Après la guerre, les difficultés financières s’accumulent. Leur villa via del Pergolino à Carreggi (Florence) doit être vendue, la lire est dévaluée. La famille loge brièvement via dei Fossi, puis comme sous-locataire dans ce qui allait devenir leur appartement, via Santo Spirito, dont toutes les fenêtres donnent sur l’Arno, entre les ponts détruits de la Carraia et de Santa Trinita. Impossible dans ces conditions de poursuivre une carrière de sculpteur. Alexandra se lance donc à corps perdu dans le dessin et la peinture. La famille renoue avec les amis d’avant-guerre, les familles Ferragamo, Gucci, De Faveri, Vigano et bien d’autres encore, des familles d’entrepreneurs dont les noms vont des décennies plus tard faire le tour du monde. Même avec seulement 50 lires dans son porte-monnaie, Alexandra gardera toujours une dignité exemplaire cachant l’adversité à son entourage et à ses amis, attitude qu’elle aura sa vie durant et qui force le respect.

Les temps commandaient d’agir. Au printemps 1946 le couple s’embarque sur le “Queen Elizabeth” à Cherbourg pour New York, des valises pleines d’objets produits par l’artisanat florentin (faïence, argenterie, bibelots en cuir... quelques estampes achetées Place du Dôme chez l’éditeur Albizzi). Moritz étant placé en pension à la Quesce à Florence, le couple sillonnera durant près de trois mois les États Unis vendant tout ce qu’ils avaient apporté. C’était un premier succès, mais seules les estampes - des fleurs de Laudons - furent recommandées par la suite, donnant le signal d’un filon à exploiter. En 1948, le couple se permet même une brève pause à San Francisco, visite le Fisherman’s Wharf et assiste à un concert de Jazz.

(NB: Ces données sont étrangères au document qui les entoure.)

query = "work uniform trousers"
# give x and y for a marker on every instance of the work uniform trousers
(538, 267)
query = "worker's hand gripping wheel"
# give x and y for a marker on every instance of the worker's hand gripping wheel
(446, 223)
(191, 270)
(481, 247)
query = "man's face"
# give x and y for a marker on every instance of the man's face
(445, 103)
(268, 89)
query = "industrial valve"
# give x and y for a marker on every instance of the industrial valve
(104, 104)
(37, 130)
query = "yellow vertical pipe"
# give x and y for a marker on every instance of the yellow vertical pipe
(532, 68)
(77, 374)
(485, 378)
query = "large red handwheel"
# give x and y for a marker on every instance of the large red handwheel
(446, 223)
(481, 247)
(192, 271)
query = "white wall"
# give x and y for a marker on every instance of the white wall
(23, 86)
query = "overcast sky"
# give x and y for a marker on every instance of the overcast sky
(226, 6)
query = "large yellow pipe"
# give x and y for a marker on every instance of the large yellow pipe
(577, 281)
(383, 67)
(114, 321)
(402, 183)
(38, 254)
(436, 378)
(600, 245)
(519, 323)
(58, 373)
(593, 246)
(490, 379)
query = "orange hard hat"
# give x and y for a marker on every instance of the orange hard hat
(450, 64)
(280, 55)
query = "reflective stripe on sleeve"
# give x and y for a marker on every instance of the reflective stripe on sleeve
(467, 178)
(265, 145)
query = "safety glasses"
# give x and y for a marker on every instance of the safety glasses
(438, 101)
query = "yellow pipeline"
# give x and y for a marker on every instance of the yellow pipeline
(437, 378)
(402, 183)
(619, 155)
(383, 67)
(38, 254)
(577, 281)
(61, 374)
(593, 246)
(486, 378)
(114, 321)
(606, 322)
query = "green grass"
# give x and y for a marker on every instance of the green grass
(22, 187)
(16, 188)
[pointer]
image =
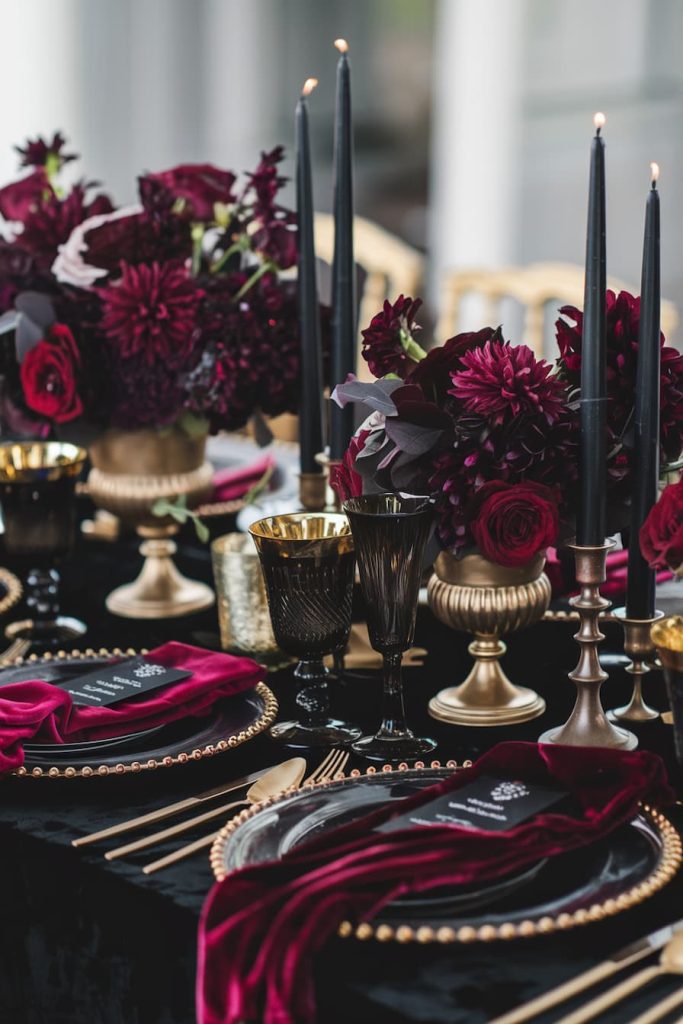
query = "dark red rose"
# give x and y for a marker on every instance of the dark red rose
(433, 373)
(513, 523)
(343, 478)
(662, 534)
(18, 199)
(202, 185)
(49, 376)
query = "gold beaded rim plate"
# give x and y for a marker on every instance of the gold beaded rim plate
(669, 861)
(13, 590)
(125, 767)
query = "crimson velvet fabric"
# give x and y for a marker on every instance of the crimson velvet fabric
(36, 710)
(230, 483)
(261, 926)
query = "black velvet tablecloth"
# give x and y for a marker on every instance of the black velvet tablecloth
(87, 941)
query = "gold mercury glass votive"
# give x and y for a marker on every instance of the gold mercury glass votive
(667, 636)
(243, 604)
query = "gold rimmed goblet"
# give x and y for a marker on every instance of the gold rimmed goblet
(308, 562)
(37, 491)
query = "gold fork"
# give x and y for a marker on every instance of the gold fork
(329, 768)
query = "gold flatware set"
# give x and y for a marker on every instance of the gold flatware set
(668, 939)
(262, 784)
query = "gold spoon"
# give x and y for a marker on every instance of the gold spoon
(671, 962)
(282, 777)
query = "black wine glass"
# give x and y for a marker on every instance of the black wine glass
(38, 497)
(390, 532)
(308, 566)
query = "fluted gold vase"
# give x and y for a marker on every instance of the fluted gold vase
(131, 470)
(476, 596)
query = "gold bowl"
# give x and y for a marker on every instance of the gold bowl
(477, 596)
(131, 470)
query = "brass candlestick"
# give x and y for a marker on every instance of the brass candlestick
(588, 725)
(312, 487)
(638, 645)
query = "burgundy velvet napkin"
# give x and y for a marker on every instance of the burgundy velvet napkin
(261, 926)
(38, 710)
(230, 483)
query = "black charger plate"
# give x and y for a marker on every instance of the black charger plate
(561, 892)
(230, 723)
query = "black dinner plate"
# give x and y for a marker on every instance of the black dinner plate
(228, 718)
(557, 885)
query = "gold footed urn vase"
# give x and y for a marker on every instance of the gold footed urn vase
(476, 596)
(131, 470)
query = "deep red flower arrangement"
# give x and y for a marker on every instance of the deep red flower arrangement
(492, 431)
(172, 310)
(662, 534)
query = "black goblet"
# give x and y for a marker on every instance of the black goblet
(390, 532)
(37, 492)
(308, 563)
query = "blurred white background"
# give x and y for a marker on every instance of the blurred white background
(473, 118)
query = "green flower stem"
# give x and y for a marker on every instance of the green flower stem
(256, 275)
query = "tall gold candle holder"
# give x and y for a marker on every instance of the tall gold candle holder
(312, 491)
(639, 647)
(588, 724)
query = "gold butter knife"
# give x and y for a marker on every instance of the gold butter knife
(625, 957)
(169, 810)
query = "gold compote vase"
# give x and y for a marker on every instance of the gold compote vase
(477, 596)
(131, 470)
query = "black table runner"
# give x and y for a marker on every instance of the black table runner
(89, 941)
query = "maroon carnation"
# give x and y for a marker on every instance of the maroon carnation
(513, 523)
(502, 381)
(662, 534)
(343, 478)
(389, 334)
(49, 376)
(434, 372)
(152, 311)
(202, 185)
(51, 221)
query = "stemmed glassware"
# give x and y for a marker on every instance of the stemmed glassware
(390, 532)
(308, 566)
(37, 492)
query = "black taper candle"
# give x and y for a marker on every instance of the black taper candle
(310, 406)
(593, 449)
(645, 463)
(343, 269)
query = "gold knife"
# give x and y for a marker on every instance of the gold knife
(165, 812)
(625, 957)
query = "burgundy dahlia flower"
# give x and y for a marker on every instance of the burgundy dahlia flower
(152, 311)
(502, 381)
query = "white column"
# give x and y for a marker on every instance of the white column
(39, 74)
(474, 199)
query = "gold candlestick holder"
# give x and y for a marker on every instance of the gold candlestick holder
(588, 724)
(332, 500)
(638, 645)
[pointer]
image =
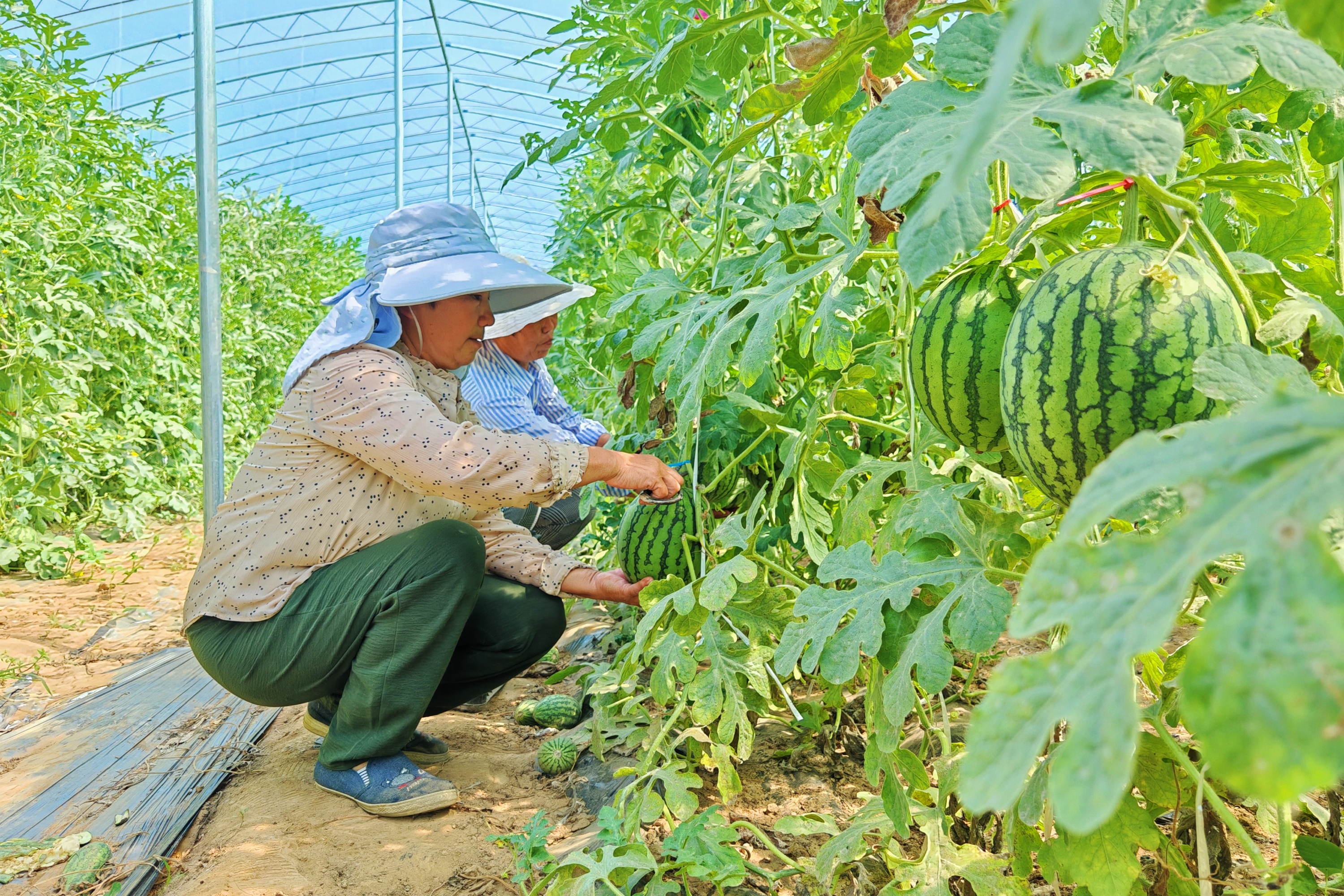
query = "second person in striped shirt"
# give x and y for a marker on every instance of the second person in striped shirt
(511, 390)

Comme à New York avant, il en résultera plusieurs aquarelles et tableaux.

1947
Alexandra expose pour la première fois à Paris ses aquarelles et toiles à la Galerie Jeanne Castel. Entre-temps, le couple entreprend de créer une véritable activité d’éditeurs d’estampes créant même à Paris une société, la “Glamor Srl”, enregistrée chez le graveur André Nourisson qui travaillait à l’époque pour l'État (billets de banque et timbres-poste) comme pour des artistes connus, notamment pour Buffet et Salvador Dali. A la fin des années soixante l’entreprise ne comptera rien de moins que quelque 400 cuivres de reproductions de classiques (Watteau, Boucher, Piranese, Poilly, etc) et quelques artistes modernes. Cette production orientée surtout vers la décoration était destinée au commerce en gros à l’attention des décorateurs d’intérieur alors que la construction d’hôtels et de bureaux connaissait un véritable boom.

1949
Comme chaque année en janvier le couple prenait le bateau pour les États-Unis, et ceci jusqu’au début des années soixante. Les premières années Alexandra restait à New York pour gérer la clientèle locale tandis que Harry parcourait le pays en tous sens en autobus “Grey Hound” chargé d’une lourde valise d’échantillons. Lors d’un de ces voyages elle eut une crise aigüe d’appendicite et dut être opérée sur le bateau au milieu de l’Atlantique. A cette même époque aussi leur fils à Florence tombe gravement malade et doit être plusieurs fois hospitalisé. Les factures médicales s’accumulent mais les affaires vont bon train. Fin janvier 1949, Alexandra organise sa première exposition sur le sol américain à New York à la Van Diemen Lilienfeld Gallery. Elle y présente un choix varié d’aquarelles et de portraits, de Florence ainsi que celles faites l’année précédente à New York et à San Francisco.